In the “desert” section Oli is a few years older, working in a London gallery curating an all-woman show.  Each of the chapters in this section are titled with sand colours: “pink sand”, “white sand”, “gold sand”. Oli’s dream of working with art is realised and she is able to find a more gentle kind of love, but her past is only buried, not healed, and it resurfaces.  The final section, “sea ice”, has chapters titled “cloud”, “snow”, “glacier”, “iceberg”.  This final chapter explores healing and potentially, rebirth, though the underlying violence cannot be undone, only worked through. The language in this final section is particularly sumptuous and rich, combining Oli’s trauma with a powerful awakening:

I yawn and my ears unblock. I love it when that happens: how you don’t realise your attention to the outer quality of the world is less until it is again more. Like heartache, the way it rips you open, expose you, makes you hypersensitive to the cold, to whispers, to light. (250)

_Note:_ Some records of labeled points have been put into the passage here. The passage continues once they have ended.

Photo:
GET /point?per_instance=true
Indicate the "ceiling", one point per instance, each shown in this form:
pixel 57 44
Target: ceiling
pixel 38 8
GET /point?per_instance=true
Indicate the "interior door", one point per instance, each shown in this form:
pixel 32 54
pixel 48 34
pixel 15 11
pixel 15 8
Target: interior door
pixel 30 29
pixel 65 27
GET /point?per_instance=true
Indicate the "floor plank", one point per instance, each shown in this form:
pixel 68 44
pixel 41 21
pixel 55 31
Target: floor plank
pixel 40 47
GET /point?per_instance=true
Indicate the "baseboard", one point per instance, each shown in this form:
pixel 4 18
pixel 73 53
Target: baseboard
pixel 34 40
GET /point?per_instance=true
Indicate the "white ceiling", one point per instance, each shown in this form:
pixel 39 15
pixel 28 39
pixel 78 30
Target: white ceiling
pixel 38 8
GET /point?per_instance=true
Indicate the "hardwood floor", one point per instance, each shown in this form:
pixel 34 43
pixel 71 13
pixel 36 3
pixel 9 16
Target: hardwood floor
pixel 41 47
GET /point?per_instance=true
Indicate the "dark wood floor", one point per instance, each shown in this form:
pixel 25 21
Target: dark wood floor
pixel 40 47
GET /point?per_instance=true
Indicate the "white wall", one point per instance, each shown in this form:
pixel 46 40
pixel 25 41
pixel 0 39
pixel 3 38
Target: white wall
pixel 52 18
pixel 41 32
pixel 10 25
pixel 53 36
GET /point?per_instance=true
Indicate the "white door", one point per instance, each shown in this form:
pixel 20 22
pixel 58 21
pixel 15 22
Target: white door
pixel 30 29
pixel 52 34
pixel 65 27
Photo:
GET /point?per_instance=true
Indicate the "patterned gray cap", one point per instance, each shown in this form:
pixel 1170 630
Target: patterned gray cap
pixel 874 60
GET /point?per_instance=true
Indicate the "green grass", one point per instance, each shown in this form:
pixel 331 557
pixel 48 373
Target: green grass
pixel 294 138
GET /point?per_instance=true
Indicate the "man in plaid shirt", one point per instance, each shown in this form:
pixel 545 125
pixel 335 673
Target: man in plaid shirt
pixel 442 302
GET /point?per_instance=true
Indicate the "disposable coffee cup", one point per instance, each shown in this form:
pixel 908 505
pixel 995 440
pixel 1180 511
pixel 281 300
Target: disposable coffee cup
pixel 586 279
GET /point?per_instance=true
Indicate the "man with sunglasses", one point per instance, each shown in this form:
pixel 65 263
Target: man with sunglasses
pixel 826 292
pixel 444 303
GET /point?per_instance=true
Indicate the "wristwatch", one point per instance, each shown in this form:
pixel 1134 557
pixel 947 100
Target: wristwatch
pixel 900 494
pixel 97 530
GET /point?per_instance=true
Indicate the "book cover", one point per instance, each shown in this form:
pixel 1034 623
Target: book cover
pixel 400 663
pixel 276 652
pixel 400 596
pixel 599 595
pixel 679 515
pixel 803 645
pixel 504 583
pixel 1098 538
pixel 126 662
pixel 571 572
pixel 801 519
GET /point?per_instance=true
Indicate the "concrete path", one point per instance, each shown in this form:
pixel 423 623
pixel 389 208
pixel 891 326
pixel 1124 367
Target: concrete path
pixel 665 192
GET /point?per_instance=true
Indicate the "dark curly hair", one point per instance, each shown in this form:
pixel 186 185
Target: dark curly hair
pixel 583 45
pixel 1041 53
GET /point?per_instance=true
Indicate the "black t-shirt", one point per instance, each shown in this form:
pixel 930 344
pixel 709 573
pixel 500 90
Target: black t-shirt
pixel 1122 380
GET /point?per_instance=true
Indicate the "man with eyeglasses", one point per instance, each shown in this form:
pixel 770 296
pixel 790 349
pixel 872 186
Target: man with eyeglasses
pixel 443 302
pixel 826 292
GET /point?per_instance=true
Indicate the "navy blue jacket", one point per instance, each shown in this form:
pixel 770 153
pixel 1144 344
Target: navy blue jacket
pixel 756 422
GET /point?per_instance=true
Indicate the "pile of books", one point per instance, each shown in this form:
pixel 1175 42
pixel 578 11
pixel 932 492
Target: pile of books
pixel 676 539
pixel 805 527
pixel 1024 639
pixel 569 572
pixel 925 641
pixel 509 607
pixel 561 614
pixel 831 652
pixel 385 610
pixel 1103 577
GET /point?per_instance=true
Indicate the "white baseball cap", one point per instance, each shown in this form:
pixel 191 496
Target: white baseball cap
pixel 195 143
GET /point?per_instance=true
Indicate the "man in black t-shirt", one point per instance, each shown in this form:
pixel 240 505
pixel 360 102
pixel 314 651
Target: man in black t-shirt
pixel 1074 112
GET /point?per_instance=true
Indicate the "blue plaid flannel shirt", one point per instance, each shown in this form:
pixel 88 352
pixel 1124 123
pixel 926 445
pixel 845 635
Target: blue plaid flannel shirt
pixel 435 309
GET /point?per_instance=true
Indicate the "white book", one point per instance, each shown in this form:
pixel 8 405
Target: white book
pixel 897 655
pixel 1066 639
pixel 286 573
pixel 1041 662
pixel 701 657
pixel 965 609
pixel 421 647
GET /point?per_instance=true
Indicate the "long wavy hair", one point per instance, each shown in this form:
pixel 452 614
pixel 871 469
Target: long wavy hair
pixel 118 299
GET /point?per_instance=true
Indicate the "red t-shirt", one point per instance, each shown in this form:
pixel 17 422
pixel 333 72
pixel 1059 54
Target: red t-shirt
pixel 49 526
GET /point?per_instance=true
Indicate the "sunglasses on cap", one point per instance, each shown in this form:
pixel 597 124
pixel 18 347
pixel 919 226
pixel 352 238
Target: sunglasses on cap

This final chapter ties together the violence done to the earth through global warming, so obvious in the Antarctic Peninsula, with violence against women in general and Oli in particular.  This is not just the overt violence Oli experienced in the “sea monsters” chapter, but also Adam’s objectification of Oli, the self-objectification exhibited by Oli’s mother, and the commodification and destruction of the Earth as represented by Oli’s father. Oli’s rebirth is rooted in connection, where she feels herself a part of the ocean; a part of the Earth, and connected to the other women with her. It’s an antidote to violence and the kind of toxic masculinity that is destroying our species. Below Deck is a rich, powerful, and wonderful novel full of exquisite writing, important themes, and powerfully realised textures.